Fingimento e enganação
A cultura popular vem absorvendo novos significados para as palavras “Propaganda” e “Marketing”, incensada pela imprensa, que de tantos fatos negativos recorrentes, passou a considerar as duas atividades como sinônimo de enganação.
Pois, vejamos as últimas manchetes. “Talibã entra em modo propaganda” e “Morre o marqueteiro Duda Mendonça.”
Dois equívocos, duas injustiças.
Entrar no modo propaganda sugere que o Talibã reuniu a imprensa mundial, vestido de pele de cordeiro com uma conversinha para boi dormir. O que foi chamado de “modo propaganda”.
Duda Mendonça foi muito mais que um marqueteiro, na medida que essa palavra virou símbolo de algo que é feito para maquiar rugas e cicatrizes. Deve-se esse significado deturpado à atividade do marketing político, que historicamente vem descambando para extrair perfeição no que é imperfeito, escondendo debaixo do tapete defeitos e malfeitos.
Propaganda não é isso. Marketing não é isso.
Propaganda é uma atividade essencial à qualquer sociedade que se pretende livre, pois escancara o poder de escolha diante de quem tem o direito de optar por alguma coisa. Não tem nada de enganação, e se tiver, além de ela mesma se autorregulamentar e punir os enganadores (conheçam o Conar), existe a sentença final do próprio consumidor, que decide por livre arbítrio comprar ou não o que ela pretende vender. Simples assim.
Marketing é o exercício de uma estratégia de uma marca em adequar seus produtos, serviços e ideias à preferência e aos anseios dos consumidores. Um marketing mal feito significa uma estratégia mal feita. Uma estratégia mal feita, mais cedo o mais tarde, pode gerar a rejeição do consumidor. Quantos produtos, serviços e ideias deram com os burros n´água por não se adequarem àquilo que o consumidor verdadeiramente se identifica? Simples assim.

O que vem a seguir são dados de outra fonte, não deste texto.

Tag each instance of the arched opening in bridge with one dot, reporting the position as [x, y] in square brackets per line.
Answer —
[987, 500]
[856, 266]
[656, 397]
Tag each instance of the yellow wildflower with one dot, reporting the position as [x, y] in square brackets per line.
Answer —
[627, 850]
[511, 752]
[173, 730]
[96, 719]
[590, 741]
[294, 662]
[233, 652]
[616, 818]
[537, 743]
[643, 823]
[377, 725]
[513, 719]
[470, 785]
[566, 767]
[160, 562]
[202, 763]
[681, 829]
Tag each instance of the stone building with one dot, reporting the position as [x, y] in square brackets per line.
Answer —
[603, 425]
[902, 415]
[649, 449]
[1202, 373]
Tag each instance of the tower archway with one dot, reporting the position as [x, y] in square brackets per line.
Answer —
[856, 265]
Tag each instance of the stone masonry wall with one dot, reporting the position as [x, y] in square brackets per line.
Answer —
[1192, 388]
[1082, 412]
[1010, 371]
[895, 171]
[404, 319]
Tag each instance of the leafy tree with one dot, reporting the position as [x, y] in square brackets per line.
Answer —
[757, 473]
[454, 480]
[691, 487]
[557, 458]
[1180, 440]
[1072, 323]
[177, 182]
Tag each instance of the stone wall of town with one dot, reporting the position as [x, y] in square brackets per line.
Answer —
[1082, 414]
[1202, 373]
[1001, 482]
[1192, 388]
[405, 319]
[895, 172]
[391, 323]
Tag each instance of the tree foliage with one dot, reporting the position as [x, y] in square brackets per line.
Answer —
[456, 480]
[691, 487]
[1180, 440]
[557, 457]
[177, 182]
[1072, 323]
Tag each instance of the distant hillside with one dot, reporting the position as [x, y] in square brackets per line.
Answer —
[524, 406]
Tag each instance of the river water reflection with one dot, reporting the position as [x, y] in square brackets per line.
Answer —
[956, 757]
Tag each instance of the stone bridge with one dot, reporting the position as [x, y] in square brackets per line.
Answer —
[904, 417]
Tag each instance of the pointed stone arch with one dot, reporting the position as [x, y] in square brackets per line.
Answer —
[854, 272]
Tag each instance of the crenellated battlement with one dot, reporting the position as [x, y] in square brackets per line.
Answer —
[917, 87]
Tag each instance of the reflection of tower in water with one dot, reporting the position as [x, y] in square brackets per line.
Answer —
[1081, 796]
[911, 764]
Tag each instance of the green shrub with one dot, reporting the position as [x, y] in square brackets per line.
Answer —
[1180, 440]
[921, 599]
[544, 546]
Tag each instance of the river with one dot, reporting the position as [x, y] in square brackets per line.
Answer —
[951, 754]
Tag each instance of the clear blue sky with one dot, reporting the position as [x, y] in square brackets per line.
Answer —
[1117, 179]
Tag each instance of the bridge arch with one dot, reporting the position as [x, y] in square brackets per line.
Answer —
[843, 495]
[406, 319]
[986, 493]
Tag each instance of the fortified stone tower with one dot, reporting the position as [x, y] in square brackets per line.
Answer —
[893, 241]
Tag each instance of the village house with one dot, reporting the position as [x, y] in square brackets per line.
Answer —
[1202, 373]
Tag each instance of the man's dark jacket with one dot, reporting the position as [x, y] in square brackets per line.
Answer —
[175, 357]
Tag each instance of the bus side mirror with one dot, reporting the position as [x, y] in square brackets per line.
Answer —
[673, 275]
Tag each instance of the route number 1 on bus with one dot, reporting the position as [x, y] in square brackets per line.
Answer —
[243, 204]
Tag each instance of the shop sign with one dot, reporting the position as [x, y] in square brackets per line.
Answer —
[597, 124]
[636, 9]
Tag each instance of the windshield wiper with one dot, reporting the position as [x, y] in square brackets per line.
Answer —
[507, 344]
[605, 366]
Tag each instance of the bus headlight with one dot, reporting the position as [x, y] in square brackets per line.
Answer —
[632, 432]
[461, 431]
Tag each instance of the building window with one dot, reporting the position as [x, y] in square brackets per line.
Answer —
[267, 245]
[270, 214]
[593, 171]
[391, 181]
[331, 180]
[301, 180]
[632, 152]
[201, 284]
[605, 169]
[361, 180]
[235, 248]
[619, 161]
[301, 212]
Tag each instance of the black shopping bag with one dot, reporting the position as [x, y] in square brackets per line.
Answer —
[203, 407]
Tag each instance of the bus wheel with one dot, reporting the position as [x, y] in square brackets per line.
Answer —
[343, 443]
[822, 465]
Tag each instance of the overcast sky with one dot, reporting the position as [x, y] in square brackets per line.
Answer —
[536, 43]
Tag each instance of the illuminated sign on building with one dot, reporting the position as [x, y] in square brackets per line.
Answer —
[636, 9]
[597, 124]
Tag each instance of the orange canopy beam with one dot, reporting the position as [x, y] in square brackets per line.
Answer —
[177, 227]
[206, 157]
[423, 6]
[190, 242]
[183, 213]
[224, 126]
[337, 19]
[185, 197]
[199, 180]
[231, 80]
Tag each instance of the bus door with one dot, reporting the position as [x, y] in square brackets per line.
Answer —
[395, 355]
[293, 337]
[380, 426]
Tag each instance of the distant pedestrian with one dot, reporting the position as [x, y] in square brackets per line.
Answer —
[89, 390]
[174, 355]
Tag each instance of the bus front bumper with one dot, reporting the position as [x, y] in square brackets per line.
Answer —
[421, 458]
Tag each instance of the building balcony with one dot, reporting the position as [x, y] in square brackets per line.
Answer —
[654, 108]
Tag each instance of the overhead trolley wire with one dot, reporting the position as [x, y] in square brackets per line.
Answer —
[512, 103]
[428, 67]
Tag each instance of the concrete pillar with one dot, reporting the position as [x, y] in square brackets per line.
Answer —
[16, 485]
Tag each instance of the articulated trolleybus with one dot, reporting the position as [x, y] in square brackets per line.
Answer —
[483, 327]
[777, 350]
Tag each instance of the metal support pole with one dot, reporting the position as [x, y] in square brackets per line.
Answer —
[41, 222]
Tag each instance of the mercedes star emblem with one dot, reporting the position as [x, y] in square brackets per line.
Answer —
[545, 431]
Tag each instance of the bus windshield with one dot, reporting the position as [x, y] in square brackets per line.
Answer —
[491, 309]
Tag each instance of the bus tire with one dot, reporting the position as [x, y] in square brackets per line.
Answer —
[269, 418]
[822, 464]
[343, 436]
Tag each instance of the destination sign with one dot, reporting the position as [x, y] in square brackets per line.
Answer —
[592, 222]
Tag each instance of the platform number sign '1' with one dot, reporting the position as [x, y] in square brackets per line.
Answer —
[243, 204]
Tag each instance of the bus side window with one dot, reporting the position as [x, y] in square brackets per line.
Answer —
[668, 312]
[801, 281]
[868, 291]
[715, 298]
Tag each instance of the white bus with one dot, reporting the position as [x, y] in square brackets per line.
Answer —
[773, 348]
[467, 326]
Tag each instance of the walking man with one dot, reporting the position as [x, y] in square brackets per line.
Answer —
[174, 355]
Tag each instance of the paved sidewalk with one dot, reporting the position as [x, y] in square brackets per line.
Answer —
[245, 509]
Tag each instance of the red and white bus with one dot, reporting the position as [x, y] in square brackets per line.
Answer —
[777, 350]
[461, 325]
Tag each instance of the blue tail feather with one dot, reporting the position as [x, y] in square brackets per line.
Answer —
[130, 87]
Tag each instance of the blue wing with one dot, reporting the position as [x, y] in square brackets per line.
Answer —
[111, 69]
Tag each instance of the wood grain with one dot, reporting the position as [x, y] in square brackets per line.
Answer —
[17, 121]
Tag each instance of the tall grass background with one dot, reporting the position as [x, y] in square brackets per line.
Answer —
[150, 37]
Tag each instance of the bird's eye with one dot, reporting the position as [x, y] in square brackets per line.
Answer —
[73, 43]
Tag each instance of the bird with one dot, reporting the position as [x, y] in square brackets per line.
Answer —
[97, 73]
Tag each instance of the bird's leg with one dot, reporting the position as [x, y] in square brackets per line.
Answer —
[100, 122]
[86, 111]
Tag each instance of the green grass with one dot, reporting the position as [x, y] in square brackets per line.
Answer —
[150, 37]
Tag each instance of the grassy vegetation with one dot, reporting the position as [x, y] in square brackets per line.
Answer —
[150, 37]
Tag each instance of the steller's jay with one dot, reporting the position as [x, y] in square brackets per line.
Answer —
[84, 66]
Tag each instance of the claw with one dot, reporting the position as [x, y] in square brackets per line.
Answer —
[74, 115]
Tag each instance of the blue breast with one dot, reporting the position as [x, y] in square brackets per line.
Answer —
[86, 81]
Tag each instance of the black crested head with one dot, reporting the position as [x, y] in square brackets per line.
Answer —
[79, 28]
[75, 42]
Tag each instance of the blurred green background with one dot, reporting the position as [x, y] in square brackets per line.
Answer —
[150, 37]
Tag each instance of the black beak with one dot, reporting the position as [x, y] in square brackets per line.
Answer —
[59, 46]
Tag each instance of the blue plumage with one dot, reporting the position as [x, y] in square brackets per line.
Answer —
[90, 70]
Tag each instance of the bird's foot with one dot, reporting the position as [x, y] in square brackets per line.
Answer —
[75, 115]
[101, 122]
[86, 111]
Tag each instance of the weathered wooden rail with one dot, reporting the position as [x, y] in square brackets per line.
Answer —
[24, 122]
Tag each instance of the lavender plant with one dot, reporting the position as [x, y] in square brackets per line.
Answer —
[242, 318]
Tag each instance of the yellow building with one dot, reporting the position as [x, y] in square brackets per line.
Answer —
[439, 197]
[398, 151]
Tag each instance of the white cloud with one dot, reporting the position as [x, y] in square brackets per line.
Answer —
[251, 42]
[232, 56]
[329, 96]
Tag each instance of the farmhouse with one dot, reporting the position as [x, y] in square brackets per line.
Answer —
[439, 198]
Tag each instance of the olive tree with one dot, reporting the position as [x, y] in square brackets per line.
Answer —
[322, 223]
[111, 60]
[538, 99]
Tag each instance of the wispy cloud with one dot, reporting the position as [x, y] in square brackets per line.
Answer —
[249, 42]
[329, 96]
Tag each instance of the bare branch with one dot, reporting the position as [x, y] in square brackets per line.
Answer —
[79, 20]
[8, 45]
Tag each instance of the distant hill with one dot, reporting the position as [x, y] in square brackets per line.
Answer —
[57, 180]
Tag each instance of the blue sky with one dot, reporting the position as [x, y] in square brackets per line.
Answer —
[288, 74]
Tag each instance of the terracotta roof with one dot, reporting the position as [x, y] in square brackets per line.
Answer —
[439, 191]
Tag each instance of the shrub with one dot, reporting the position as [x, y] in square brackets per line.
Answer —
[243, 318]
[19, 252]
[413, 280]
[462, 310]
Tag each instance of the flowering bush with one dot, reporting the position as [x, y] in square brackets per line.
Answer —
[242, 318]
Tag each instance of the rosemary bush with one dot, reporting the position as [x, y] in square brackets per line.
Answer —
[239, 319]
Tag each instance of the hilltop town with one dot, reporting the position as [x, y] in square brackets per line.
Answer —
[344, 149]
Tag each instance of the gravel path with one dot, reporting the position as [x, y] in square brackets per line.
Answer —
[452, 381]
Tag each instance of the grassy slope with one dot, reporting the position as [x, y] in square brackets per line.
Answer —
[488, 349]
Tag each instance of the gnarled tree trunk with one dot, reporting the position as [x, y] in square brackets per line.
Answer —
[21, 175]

Várias vezes, o marketing político é pego no contrapé quando maquia um produto, o consumidor compra o produto, o produto se mostra defeituoso e o consumidor rejeita o produto. Claro que o custo desse erro pode ser desastroso para a democracia. Podemos com um marketing “eficiente” de um produto deficiente andar várias casinhas para trás, o chamado retrocesso civilizatório. Isso vale para qualquer espectro ideológico, quando nem a História perdoa. O cara que criou “uma mentira dita mil vezes vira verdade” achou por vários anos que havia conquistado holofotes e o mundo. Mas acabou com a própria vida acuado num bunker, e ainda levou a mulher e os filhos junto.
Duda Mendonça foi um brilhante estrategista e brilhante redator publicitário. Construiu uma marca de excelência em propaganda e emprestou seu talento profissional ao marketing político. Com sucesso, muito sucesso. Mas caiu em armadilhas éticas e operacionais, e ainda levou na testa o rótulo de “marqueteiro”, adjetivo de significado jocoso à luz do senso comum, termo que não define sua relevância para a publicidade. Injusto com quem criou e entregou de bandeja à cultura brasileira o incontestável conceito “Não basta ser pai. Tem que participar.”
Numa briga de casal, a mulher enciumada com a sogra intrometida, disse ao marido: “sua mãe faz o marketing da velhinha coitadinha”. Ou seja, acusou a senhora de fingir o que não é para obter vantagens com o público alvo, o filho. Propaganda enganosa.
Atribuir ao marketing a ideia de fingimento e à propaganda algo de mentiroso não é culpa da mulher da briga do casal. Nem dos redatores das manchetes.
A dinâmica da língua está caminhando para normatizar o equívoco. Infelizmente. Cabe aos próprios profissionais de marketing e aos publicitários mudarem esse jogo. Com marketing bem feito, propaganda honesta e bons exemplos. Garanto que talento, ética e coragem não vão faltar.